How to Use This Calculator
- Choose half-wave or full-wave topology.
- Enter the transformer or source RMS voltage and frequency.
- Set the number of multiplier stages.
- Enter stage capacitance, expected load current, and diode drop.
- Optionally add a target output and ripple margin for design suggestions.
- Press the calculate button to view output voltage, ripple, power, and rating guidance.
- Use the CSV button for data export and the PDF button for a quick report.
Frequently Asked Questions
1. What does a voltage multiplier do?
It uses diodes and capacitors to build a DC voltage higher than the AC input peak. Designers use multipliers when current demand is modest but high voltage is needed.
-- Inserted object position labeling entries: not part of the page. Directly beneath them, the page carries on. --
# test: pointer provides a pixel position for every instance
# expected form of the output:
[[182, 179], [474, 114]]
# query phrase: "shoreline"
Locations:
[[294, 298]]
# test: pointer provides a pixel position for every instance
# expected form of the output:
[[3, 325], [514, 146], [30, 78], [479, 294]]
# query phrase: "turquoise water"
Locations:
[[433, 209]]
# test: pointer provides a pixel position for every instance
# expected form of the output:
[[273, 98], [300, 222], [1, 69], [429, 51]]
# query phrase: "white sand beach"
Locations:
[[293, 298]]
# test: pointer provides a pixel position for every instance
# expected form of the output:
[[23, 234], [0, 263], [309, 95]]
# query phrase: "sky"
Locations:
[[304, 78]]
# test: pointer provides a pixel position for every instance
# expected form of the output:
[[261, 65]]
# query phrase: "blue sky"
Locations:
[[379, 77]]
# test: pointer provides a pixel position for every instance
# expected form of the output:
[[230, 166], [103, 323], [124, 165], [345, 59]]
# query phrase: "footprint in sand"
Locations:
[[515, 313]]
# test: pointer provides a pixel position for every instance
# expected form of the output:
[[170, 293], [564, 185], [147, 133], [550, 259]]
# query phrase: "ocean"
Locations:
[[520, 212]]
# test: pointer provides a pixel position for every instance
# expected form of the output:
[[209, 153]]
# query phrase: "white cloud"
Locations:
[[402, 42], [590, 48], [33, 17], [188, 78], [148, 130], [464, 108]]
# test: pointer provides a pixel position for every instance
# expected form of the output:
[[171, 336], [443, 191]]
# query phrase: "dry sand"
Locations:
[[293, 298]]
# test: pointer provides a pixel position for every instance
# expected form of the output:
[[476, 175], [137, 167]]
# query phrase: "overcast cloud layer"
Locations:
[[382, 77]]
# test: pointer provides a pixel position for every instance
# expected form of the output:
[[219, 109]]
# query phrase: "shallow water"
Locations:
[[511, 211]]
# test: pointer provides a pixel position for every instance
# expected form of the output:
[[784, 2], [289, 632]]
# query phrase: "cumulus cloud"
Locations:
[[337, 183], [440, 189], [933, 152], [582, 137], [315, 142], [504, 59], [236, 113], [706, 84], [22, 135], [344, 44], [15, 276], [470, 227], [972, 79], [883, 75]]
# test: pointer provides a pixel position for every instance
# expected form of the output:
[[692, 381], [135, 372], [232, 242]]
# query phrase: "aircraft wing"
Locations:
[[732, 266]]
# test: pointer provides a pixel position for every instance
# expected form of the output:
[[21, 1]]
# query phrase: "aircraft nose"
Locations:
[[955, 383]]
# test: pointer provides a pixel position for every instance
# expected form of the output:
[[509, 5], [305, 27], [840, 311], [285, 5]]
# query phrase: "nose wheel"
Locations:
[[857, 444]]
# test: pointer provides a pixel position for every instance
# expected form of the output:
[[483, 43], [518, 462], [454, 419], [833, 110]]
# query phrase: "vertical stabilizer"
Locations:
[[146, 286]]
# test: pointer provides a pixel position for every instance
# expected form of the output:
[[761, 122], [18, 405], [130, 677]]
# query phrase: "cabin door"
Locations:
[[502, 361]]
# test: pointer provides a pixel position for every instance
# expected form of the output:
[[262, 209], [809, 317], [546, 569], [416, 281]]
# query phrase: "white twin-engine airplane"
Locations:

2. Why does output drop under load?
Each stage charges and discharges through limited capacitance. As load current increases, ripple grows and the average output falls because stored charge is replenished imperfectly each cycle.
3. How is full-wave different from half-wave?
Full-wave arrangements refresh the capacitor chain more often. That usually cuts ripple and improves regulation for the same capacitance, stages, and load current.
4. Why is capacitor value so important?
Larger capacitance stores more charge per stage. That reduces voltage sag and ripple, especially when frequency is low or the load current is relatively high.
5. Can I keep adding more stages?
You can, but returns diminish. More stages increase output potential while also increasing ripple, charging losses, component stress, and sensitivity to leakage and parasitics.
6. What diode rating should I choose?
Use a reverse-voltage rating above the estimated peak inverse voltage with safety margin. Current rating, recovery behavior, and thermal limits also matter in real designs.
7. Is this suitable for final hardware validation?
It is a design estimator, not a replacement for bench testing. Validate actual waveforms, heating, insulation, leakage, and startup behavior before finalizing hardware.
8. Why include a bleeder resistor estimate?
High-voltage capacitors can retain dangerous charge after power removal. A bleeder resistor helps discharge the stack in a controlled way and improves safety during servicing.